After one more season, Rafa and his tired tactics was booted out as the club realised he was actually taking them backwards with even Champions League qualification proving beyond them.
It was to be the end of the Big Four, as we had known it for almost a decade.
Liverpool’s story runs slightly parallel to Arsenal in that for five years now, the Gunners haven’t won a trophy and have remained perpetually like second-class citizens where Man Utd and Chelsea are mentioned. Where the parallel ends is the patience and understanding demonstrated by the Gunners’ board in persevering with Arsene Wenger’s youth project, as the club relocated to a new stadium; rebuilt its playing staff and dealt wisely with the albatross of bank debts before they became dragons.
While Liverpool sought success in a hurry, Arsenal adopted the softly-softly approach – preferring to endure years of trophy-barreness and avoiding a wholesale flogging of the club to some beady-eyed sugar-daddy. Today, Stan Kroenke (yet-another American) and Uzbek, Alisher Usmanov have emerged as leading investors in the club but cannot lay claim to total ownership to it. The club has truly fallen behind on the pitch but its coffers are being swelled daily with stadium revenue and a well-crafted property investment.
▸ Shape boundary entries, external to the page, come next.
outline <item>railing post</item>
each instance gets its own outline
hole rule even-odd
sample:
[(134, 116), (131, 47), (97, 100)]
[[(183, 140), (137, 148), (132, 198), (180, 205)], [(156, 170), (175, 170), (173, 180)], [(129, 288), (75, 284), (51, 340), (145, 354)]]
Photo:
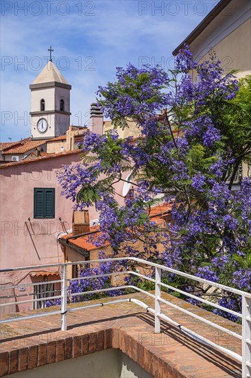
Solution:
[(67, 330), (67, 265), (61, 266), (61, 331)]
[(242, 377), (251, 377), (251, 299), (242, 296)]
[(155, 267), (155, 333), (160, 333), (160, 290), (161, 290), (161, 269)]

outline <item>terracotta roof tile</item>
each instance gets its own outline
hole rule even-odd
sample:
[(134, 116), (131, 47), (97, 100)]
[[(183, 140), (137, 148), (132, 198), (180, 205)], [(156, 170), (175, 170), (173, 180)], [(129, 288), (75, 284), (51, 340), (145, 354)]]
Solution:
[(19, 142), (5, 142), (3, 143), (0, 143), (0, 151), (2, 151), (5, 148), (9, 148), (12, 146), (14, 146), (17, 143), (19, 143)]
[(38, 147), (44, 144), (48, 141), (48, 140), (32, 140), (30, 138), (23, 140), (20, 141), (20, 144), (17, 146), (14, 146), (13, 148), (8, 149), (8, 151), (4, 151), (2, 153), (3, 155), (14, 155), (14, 154), (23, 154), (26, 152)]
[(56, 157), (61, 157), (62, 156), (68, 155), (75, 155), (77, 153), (83, 153), (82, 151), (80, 150), (74, 150), (71, 151), (63, 151), (62, 153), (54, 153), (54, 154), (45, 154), (43, 156), (38, 156), (36, 157), (36, 159), (24, 159), (21, 162), (13, 162), (12, 163), (7, 163), (6, 164), (1, 164), (0, 165), (0, 169), (4, 168), (8, 168), (10, 166), (18, 166), (19, 164), (27, 164), (30, 163), (34, 163), (34, 162), (38, 162), (40, 160), (45, 160), (47, 159), (54, 159)]
[[(156, 206), (154, 206), (152, 208), (151, 212), (150, 212), (150, 216), (152, 217), (151, 221), (155, 221), (156, 224), (160, 224), (163, 223), (163, 217), (166, 217), (167, 216), (169, 216), (168, 214), (166, 214), (166, 212), (170, 210), (171, 209), (171, 204), (168, 203), (161, 203), (160, 205), (157, 205)], [(160, 213), (163, 213), (162, 214)], [(156, 215), (156, 216), (154, 216)], [(97, 227), (91, 227), (91, 232), (96, 231)], [(101, 232), (97, 232), (95, 234), (95, 236), (97, 237), (100, 236), (101, 234)], [(72, 236), (72, 234), (69, 234), (67, 235), (62, 236), (60, 238), (66, 240), (69, 236)], [(93, 244), (92, 244), (90, 242), (88, 242), (87, 240), (89, 238), (89, 235), (86, 235), (85, 236), (80, 236), (75, 239), (72, 238), (69, 240), (69, 244), (73, 244), (74, 245), (76, 245), (79, 248), (81, 248), (82, 249), (84, 249), (85, 251), (89, 252), (89, 251), (93, 251), (94, 249), (98, 249), (100, 248), (100, 247), (96, 247)], [(106, 242), (106, 246), (110, 245), (110, 243)]]
[(47, 142), (54, 142), (57, 140), (67, 140), (67, 135), (60, 135), (56, 138), (47, 140)]
[(60, 276), (60, 273), (58, 271), (51, 271), (47, 270), (32, 271), (29, 272), (31, 277), (48, 277), (48, 276)]

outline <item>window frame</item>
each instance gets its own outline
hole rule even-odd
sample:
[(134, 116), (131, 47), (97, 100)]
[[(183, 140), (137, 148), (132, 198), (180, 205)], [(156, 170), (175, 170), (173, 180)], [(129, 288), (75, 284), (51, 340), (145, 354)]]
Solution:
[[(43, 216), (38, 215), (38, 192), (43, 191)], [(47, 214), (47, 192), (51, 192), (52, 193), (52, 206), (51, 212), (50, 214)], [(55, 219), (55, 188), (34, 188), (34, 219)]]
[[(62, 104), (62, 109), (61, 109), (61, 104)], [(60, 111), (64, 111), (64, 100), (63, 98), (60, 99), (60, 103), (59, 103), (59, 109)]]
[(45, 111), (45, 101), (44, 98), (41, 98), (41, 100), (40, 100), (40, 111)]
Whoever dreamed up the property idea in the most-attractive city in the world, London, deserves a knighthood.
While Liverpool lurches between bad Yanks and the Henry-led New England Sports Venture now seen as good Yanks, the one thing that lay behind that 2007 sale to the Hicks and Gilberts – success on the pitch – is very, very far from being achieved.
I’m quite certain two-three years ago no one in their right mind would have associated Liverpool FC with words such as ‘administration’ and being ‘ducked nine points’. Such scenarios belonged to the Portsmouths and Southamptons of this world. How quickly the tables can turn.
The refusal of Arsenal to toe the line and sell its soul like almost every other club in the league has done, is now being proven as conventional wisdom. Better still, a masterstroke. By 2012 when Uefa’s book-balancing policy for all clubsides goes into force, even Man Utd and Chelsea will have to curb their spending and live within their means.
By 2012, Arsenal’s penny wise ways would even make Kroenke look like the best Yank of them all.
Therein lies the lesson that Liverpool and the rest of them all missed so glaringly.